AH: In short, Avid Cloud Collaboration offers two main functions: saving/retrieving Projects onto/from Avid's online storage; and the ability to work together on those Projects with other PT users – from anywhere on the Internet. In practice, because Cloud Collaboration is seamlessly integrated into the main PT application, there's very little you need to do before diving right into the cloud features.

My first use of Cloud Collaboration was to copy an existing PT Session to the Cloud, which works similarly to the standard Save Session Copy command, but instead creates a local copy of the Session in your PT cache folder, while also uploading the various contents of the Session into the cloud, where it becomes accessible as a PT Project, to you and to any collaborators you invite.
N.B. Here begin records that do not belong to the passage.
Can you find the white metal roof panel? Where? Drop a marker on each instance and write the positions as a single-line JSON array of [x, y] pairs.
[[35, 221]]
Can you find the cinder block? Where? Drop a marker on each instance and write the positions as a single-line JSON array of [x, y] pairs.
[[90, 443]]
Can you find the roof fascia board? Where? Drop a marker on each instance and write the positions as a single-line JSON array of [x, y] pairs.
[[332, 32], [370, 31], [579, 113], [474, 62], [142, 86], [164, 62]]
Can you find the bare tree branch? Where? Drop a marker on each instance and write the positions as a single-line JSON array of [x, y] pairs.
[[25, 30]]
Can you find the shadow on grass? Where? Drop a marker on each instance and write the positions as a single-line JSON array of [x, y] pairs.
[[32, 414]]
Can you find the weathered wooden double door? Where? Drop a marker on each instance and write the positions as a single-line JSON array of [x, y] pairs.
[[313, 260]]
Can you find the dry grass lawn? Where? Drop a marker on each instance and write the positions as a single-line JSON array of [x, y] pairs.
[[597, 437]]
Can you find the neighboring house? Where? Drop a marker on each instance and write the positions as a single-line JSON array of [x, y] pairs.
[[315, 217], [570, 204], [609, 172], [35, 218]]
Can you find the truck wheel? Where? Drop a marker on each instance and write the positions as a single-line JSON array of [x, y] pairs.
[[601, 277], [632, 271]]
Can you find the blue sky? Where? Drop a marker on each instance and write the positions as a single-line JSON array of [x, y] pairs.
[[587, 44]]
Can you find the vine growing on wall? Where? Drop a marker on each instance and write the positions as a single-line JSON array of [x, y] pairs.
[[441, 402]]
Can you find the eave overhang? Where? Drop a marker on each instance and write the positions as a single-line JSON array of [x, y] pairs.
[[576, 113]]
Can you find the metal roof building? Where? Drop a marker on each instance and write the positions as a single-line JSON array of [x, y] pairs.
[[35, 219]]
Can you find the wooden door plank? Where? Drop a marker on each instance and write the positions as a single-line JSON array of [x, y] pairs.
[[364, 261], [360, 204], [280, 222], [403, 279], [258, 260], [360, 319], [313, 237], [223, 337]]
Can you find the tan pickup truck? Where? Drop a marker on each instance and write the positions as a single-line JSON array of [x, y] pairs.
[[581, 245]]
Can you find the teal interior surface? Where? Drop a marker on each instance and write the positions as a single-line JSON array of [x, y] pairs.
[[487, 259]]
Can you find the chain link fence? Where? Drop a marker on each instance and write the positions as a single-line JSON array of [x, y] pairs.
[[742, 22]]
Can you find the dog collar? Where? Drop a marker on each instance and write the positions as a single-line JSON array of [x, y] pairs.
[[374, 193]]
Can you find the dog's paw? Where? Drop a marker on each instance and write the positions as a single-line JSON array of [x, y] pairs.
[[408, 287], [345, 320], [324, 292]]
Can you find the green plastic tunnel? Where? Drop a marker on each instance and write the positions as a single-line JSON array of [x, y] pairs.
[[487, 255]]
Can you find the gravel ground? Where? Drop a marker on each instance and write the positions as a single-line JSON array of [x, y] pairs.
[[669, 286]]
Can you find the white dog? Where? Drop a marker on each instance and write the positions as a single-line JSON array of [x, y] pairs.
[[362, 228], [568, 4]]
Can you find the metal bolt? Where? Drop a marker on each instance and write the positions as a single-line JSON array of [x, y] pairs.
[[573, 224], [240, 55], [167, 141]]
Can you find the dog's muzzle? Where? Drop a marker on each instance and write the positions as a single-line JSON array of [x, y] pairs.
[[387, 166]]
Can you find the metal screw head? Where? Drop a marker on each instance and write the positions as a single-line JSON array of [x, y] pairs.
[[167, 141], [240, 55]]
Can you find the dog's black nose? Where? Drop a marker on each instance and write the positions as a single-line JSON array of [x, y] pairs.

Once the upload was completed from my studio computer, I was able to move to my laptop and open the Project there. Let me pause here and just state that the simple use of Cloud Collaboration as a seamless synchronization system between multiple computers is very cool. From this point onward, I was able to go back and forth between laptop and studio computer – and work on the Project without having to worry about which files to copy, and when to copy them. Anytime I opened the Project on one computer, PT automatically synced the changes between the local cache and the cloud. On top of that, PT kept track of all revisions to the Project, so it was possible to go back to previous versions of the Project – again, without having to micromanage file copies and backups.
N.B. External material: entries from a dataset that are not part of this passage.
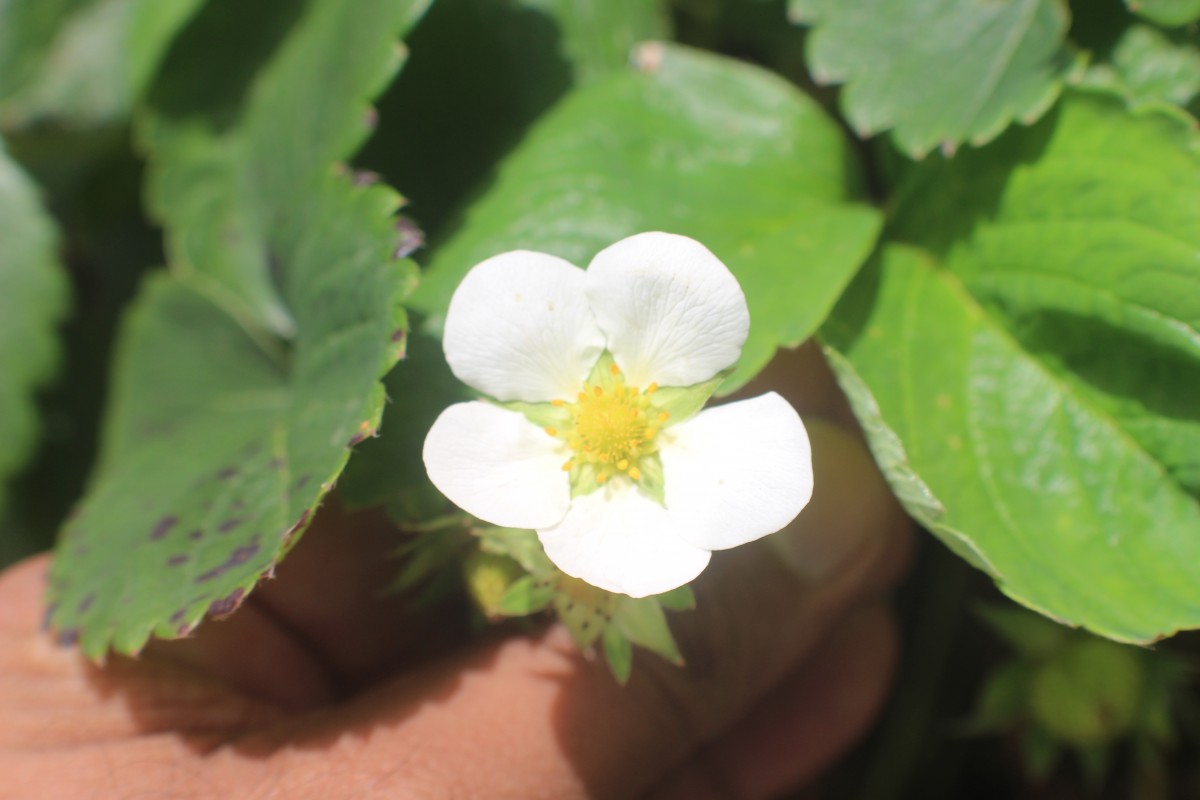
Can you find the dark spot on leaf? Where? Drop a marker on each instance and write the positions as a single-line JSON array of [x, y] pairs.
[[162, 527], [229, 524], [227, 605], [409, 239], [239, 555]]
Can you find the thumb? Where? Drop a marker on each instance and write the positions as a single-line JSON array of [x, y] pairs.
[[529, 717]]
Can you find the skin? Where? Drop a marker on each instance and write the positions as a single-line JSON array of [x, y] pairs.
[[318, 689]]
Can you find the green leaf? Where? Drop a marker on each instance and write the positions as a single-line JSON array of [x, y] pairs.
[[643, 623], [618, 651], [222, 435], [688, 143], [1041, 368], [1171, 13], [508, 64], [389, 470], [1150, 65], [939, 72], [82, 61], [33, 300], [527, 595]]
My next use of Cloud Collaboration was the actual collaboration with Kat. I asked her to help me with a jazz recording consisting of six songs – featuring drums, bass, guitar, Rhodes, and trombone – all tracked live in my Boston studio. Again, there wasn't much to do regarding set up. I converted the PT Sessions for all six songs into Projects and let them upload to the cloud. For each Project, I hit the Share button on every track that I wanted Kat to see. 2000 miles away, Kat signed into her Avid account, right from the PT application, accepted my invitations to work on the Projects, and opened each Project in turn on her computer. Soon enough, the tracks I had shared with her were all visible to her, and she could play back and edit those tracks, as well as record additional tracks into each Project to share back with me.

The Share button lives in a column of per-track collaboration buttons in the Edit window, alongside an Owner button that lets you take control of the track. Upload and Download buttons can be used to trigger changes to propagate to/from the cloud. In the main toolbar of the Edit Window is a set of global controls for inviting collaborators, opening the Chat window, synchronizing changes, and indicating the status of the Project. A Task Manager window can be opened that shows not only the progress of any items being synced, but also warnings and error messages as well.

Anyone experienced with asset-management software or version-control systems will recognize that Avid Cloud Collaboration is a very basic "repository" system that allows collaborators to "check out" assets to edit them and "commit" those assets back into the repository once done. In that regard, the assets being checked out from the repository are tracks, and PT limits the granularity to the whole track – so for each track, it's all or nothing. In other words, all of the track's contents and settings are shared and made editable, and you can't choose what components of the track are not shared. That means fader levels and I/O settings go with the track, and here is where Kat and I had to implement a major workaround.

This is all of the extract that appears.